When I spoke those words, I suddenly got a queasy feeling in the pit of my stomach and a kind of niggle at the back of my head, like I should be putting two and two together. But I could not think what the 2 + 2 might equal. 

It was niggling me as I went out of Martha and Zoes apartment and onto wooden-plank Sansome Street. It was niggling me as I turned south along wide Montgomery Street in the late afternoon sunshine, past stock-brokers with their walking sticks & women in their bonnets with the slanting sun lighting up their parasols. 

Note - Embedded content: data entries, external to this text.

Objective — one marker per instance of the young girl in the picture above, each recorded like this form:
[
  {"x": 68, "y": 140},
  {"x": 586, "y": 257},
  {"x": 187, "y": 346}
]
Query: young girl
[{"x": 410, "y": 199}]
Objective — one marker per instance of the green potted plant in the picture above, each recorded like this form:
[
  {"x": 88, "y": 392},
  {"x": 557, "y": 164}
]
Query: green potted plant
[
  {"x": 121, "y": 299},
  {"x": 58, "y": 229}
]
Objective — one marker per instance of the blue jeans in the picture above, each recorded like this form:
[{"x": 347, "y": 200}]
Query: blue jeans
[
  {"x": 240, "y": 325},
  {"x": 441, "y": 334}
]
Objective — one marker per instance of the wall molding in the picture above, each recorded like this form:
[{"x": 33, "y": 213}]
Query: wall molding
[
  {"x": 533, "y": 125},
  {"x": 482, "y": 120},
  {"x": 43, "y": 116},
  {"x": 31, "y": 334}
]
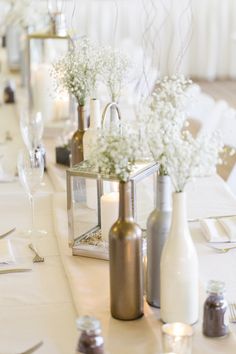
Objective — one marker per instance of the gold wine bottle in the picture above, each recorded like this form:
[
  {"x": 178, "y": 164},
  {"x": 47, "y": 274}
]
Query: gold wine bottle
[{"x": 77, "y": 151}]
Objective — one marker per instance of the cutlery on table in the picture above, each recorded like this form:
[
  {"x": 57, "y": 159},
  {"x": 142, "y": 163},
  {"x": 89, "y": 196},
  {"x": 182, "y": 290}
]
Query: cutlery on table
[
  {"x": 223, "y": 249},
  {"x": 37, "y": 258},
  {"x": 232, "y": 311},
  {"x": 7, "y": 233},
  {"x": 14, "y": 270},
  {"x": 29, "y": 350}
]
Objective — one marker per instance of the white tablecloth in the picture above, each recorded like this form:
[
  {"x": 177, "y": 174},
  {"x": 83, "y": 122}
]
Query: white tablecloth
[{"x": 43, "y": 303}]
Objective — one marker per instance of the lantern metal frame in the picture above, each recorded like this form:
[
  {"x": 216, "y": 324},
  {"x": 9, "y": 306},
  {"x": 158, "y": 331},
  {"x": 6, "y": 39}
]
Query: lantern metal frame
[
  {"x": 85, "y": 170},
  {"x": 42, "y": 37}
]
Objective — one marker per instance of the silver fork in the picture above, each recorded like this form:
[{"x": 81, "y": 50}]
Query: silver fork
[
  {"x": 37, "y": 258},
  {"x": 232, "y": 311},
  {"x": 7, "y": 233},
  {"x": 30, "y": 350},
  {"x": 224, "y": 249}
]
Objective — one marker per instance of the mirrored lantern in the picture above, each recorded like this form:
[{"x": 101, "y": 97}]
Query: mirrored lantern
[
  {"x": 93, "y": 201},
  {"x": 41, "y": 51}
]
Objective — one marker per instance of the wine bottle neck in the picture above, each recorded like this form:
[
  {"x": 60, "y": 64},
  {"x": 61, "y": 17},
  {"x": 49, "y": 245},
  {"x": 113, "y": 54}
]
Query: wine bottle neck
[
  {"x": 125, "y": 204},
  {"x": 164, "y": 193},
  {"x": 82, "y": 126},
  {"x": 95, "y": 114}
]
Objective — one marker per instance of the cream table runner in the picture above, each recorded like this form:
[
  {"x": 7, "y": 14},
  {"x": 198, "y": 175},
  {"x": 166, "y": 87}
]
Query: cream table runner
[{"x": 89, "y": 279}]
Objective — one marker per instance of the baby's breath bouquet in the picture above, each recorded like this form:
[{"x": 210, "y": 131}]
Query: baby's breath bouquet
[
  {"x": 115, "y": 71},
  {"x": 187, "y": 157},
  {"x": 114, "y": 154},
  {"x": 77, "y": 72},
  {"x": 165, "y": 115}
]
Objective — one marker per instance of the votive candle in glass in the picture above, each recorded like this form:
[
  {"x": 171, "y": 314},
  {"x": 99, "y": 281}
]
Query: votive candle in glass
[{"x": 177, "y": 338}]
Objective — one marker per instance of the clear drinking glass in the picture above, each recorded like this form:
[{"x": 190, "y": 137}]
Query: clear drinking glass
[
  {"x": 31, "y": 125},
  {"x": 177, "y": 338},
  {"x": 30, "y": 169}
]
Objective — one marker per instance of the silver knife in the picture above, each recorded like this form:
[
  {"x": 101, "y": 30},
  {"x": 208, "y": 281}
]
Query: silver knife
[
  {"x": 7, "y": 233},
  {"x": 32, "y": 349},
  {"x": 14, "y": 270},
  {"x": 211, "y": 217}
]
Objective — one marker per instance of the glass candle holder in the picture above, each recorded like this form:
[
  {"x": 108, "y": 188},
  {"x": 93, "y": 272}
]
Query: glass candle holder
[{"x": 177, "y": 338}]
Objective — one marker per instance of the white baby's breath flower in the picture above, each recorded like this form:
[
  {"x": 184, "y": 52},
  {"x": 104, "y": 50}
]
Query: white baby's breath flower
[
  {"x": 115, "y": 71},
  {"x": 186, "y": 157},
  {"x": 165, "y": 115},
  {"x": 77, "y": 72},
  {"x": 115, "y": 154}
]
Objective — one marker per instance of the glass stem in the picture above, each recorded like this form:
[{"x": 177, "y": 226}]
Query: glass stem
[{"x": 31, "y": 199}]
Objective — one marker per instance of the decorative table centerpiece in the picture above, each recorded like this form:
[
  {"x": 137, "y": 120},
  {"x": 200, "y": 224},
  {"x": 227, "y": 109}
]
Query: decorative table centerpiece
[
  {"x": 116, "y": 155},
  {"x": 185, "y": 159},
  {"x": 164, "y": 117},
  {"x": 77, "y": 73}
]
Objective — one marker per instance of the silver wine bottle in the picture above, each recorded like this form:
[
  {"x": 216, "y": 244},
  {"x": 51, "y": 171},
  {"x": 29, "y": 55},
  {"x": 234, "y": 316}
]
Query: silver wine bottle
[{"x": 158, "y": 226}]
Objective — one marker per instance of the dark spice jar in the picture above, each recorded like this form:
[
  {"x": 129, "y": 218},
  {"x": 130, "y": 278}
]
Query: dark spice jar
[
  {"x": 91, "y": 340},
  {"x": 9, "y": 92},
  {"x": 215, "y": 306}
]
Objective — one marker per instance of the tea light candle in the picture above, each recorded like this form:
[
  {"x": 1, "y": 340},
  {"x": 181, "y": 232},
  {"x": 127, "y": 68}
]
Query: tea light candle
[
  {"x": 177, "y": 338},
  {"x": 109, "y": 212},
  {"x": 61, "y": 108}
]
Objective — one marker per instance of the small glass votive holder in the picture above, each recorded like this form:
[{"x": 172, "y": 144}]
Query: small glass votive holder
[{"x": 177, "y": 338}]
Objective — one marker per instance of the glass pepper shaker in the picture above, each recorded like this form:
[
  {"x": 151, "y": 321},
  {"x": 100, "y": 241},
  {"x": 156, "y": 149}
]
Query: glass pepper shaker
[
  {"x": 90, "y": 340},
  {"x": 215, "y": 306}
]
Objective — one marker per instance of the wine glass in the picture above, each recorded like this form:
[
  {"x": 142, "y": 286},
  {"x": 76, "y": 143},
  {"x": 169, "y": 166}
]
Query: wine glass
[
  {"x": 31, "y": 125},
  {"x": 30, "y": 170}
]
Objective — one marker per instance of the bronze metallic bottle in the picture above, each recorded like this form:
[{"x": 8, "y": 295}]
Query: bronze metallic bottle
[
  {"x": 77, "y": 153},
  {"x": 126, "y": 270}
]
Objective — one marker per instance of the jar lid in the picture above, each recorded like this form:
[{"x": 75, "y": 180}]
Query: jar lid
[
  {"x": 216, "y": 286},
  {"x": 87, "y": 323}
]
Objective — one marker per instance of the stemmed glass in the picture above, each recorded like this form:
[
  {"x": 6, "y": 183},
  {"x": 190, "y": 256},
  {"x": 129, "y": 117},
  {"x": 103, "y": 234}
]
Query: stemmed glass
[
  {"x": 30, "y": 170},
  {"x": 31, "y": 125}
]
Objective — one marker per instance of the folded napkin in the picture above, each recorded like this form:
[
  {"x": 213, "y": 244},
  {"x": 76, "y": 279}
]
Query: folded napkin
[
  {"x": 6, "y": 253},
  {"x": 229, "y": 224},
  {"x": 219, "y": 230}
]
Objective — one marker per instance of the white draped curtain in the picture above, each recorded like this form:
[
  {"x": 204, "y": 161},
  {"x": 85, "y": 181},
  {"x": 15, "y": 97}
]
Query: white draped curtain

It niggled me as I went into the side entrance of the Occidental Hotel & picked up two fluffy towels from a room with a white door & went up the service stairs to the second floor & asked a passing chambermaid if she could open 202 as the lady had requested fresh towels and I had left my pass key downstairs. 

But when I entered the spacious hotel room and smelled Jace’s cigar, I suddenly put two and two together and knew why I felt queasy. 

I remembered a line from the letter in my bogus pa’s pocket, viz:  She herself does not know what the initials P and K signify.

How had Violetta found out about my not knowing the P and the K?

It could only be from the one person apart from me who was privy to that fact: Poker Face Jace. 

He had betrayed me.  

That was the awful 2 + 2 it had taken me so long to put together.